Price Predictions: How to Build Online Probabilistic Attribution Models for DSP Optimization

In the ever-evolving world of digital marketing, optimizing dynamic bidding to drive lower funnel metrics is crucial for Demand-Side Platforms (DSPs). A key component of this optimization is accurate attribution, determining which interactions and touchpoints contribute to conversions. Probabilistic attribution models provide a sophisticated approach to this, offering nuanced insights that can significantly enhance bidding strategies. In this blog, we’ll explore how to build and implement these models to optimize dynamic bidding and drive lower funnel metrics.

Understanding Probabilistic Attribution

Attribution models help marketers understand which channels and touchpoints contribute most effectively to conversions. Traditional attribution models, such as last-click or linear attribution, often fail to capture the complexity of user journeys. Probabilistic attribution models, on the other hand, use statistical methods to estimate the probability that each touchpoint contributes to a conversion. This approach accounts for the randomness and uncertainty inherent in user behavior, providing a more accurate and comprehensive view of marketing effectiveness.

Steps to Build Online Probabilistic Attribution Models

1. Data Collection

The foundation of any attribution model is robust data collection. This involves gathering data from various sources, including:

  • Impressions: Records of ads viewed by users.
  • Clicks: Data on ads clicked by users.
  • Conversions: Actions taken by users that are deemed valuable (e.g., purchases, sign-ups).
  • User Journey Data: Sequence of interactions a user has with different touchpoints before conversion.

2. Data Preprocessing

Before feeding data into the model, it needs to be cleaned and preprocessed:

  • Deduplication: Remove duplicate records to ensure accuracy.
  • Sessionization: Group user interactions into sessions based on predefined rules (e.g., a session ends after 30 minutes of inactivity).
  • Feature Engineering: Create relevant features that capture the essence of user interactions, such as time spent on each touchpoint, device type, and geographic location.

3. Model Selection

Choosing the right probabilistic model is crucial. Some popular choices include:

  • Markov Chains: Used to model user journeys as sequences of states (touchpoints). The probabilities of transitions between states are estimated from the data.
  • Bayesian Models: Incorporate prior knowledge and update beliefs based on observed data. Useful for modeling uncertainty and incorporating expert knowledge.
  • Hidden Markov Models (HMM): Extend Markov Chains by introducing hidden states, capturing the latent factors influencing user behavior.

4. Model Training

Training the model involves estimating the parameters that best fit the observed data. This can be done using various techniques:

  • Maximum Likelihood Estimation (MLE): Finds parameter values that maximize the likelihood of the observed data.
  • Expectation-Maximization (EM) Algorithm: Iteratively estimates the parameters of the model, particularly useful for HMMs.
  • Bayesian Inference: Uses methods like Markov Chain Monte Carlo (MCMC) to sample from the posterior distribution of the model parameters.

5. Model Validation

Validate the model to ensure it accurately captures the attribution dynamics:

  • Cross-Validation: Split the data into training and validation sets to evaluate model performance.
  • Lift Analysis: Compare the predicted impact of touchpoints on conversions with actual outcomes to assess model accuracy.
  • A/B Testing: Implement controlled experiments to test the effectiveness of model-driven bidding strategies.
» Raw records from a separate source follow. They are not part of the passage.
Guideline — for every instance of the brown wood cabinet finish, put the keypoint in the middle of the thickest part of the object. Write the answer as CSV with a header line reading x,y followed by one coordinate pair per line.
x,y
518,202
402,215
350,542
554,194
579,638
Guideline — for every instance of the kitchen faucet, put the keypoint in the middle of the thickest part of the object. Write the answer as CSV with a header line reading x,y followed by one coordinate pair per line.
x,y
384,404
6. Real-Time Implementation

Integrate the trained model into the DSP for real-time bidding optimization:

  • Scoring Algorithm: Develop a scoring algorithm that assigns value to each impression based on the model’s attribution probabilities.
  • Bid Optimization Engine: Adjust bids dynamically in real-time, prioritizing impressions with higher attribution probabilities to maximize conversions.
  • Continuous Learning: Continuously update the model with new data to adapt to changing user behavior and market conditions.

Benefits of Probabilistic Attribution Models

  • Accuracy: Provides a more precise understanding of the impact of different touchpoints.
  • Optimization: Enhances bidding strategies by identifying high-value impressions.
  • Adaptability: Adapts to evolving user behaviors and market trends.
  • Insights: Offers deeper insights into user journeys and marketing effectiveness.
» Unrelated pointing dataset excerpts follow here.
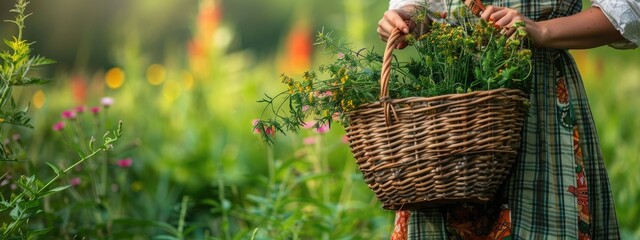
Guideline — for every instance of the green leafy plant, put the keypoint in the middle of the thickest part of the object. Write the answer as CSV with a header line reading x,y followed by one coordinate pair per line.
x,y
15,62
451,58
25,203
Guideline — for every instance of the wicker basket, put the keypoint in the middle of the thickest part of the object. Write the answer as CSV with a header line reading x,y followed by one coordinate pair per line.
x,y
418,152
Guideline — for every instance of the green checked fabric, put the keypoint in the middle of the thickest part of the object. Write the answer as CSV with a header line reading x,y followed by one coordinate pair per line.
x,y
558,188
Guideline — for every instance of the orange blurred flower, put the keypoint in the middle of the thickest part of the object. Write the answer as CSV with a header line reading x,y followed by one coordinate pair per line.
x,y
298,49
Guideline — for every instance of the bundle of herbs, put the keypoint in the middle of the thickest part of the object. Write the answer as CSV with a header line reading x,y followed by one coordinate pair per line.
x,y
450,59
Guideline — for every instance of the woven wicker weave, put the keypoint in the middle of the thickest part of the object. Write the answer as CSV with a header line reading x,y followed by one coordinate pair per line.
x,y
417,152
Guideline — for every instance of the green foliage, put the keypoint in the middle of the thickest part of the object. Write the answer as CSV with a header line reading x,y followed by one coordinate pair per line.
x,y
15,63
451,59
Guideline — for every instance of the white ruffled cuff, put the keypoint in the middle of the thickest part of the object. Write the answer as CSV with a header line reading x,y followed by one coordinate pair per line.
x,y
625,17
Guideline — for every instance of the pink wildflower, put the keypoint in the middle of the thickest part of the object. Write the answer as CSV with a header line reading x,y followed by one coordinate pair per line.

Building and implementing online probabilistic attribution models for DSPs is a powerful way to optimize dynamic bidding and drive lower funnel metrics. By accurately attributing conversions to the right touchpoints, marketers can make more informed decisions, enhance their bidding strategies, and ultimately improve ROI. As digital marketing continues to evolve, embracing probabilistic attribution models will be essential for staying competitive and achieving sustained success.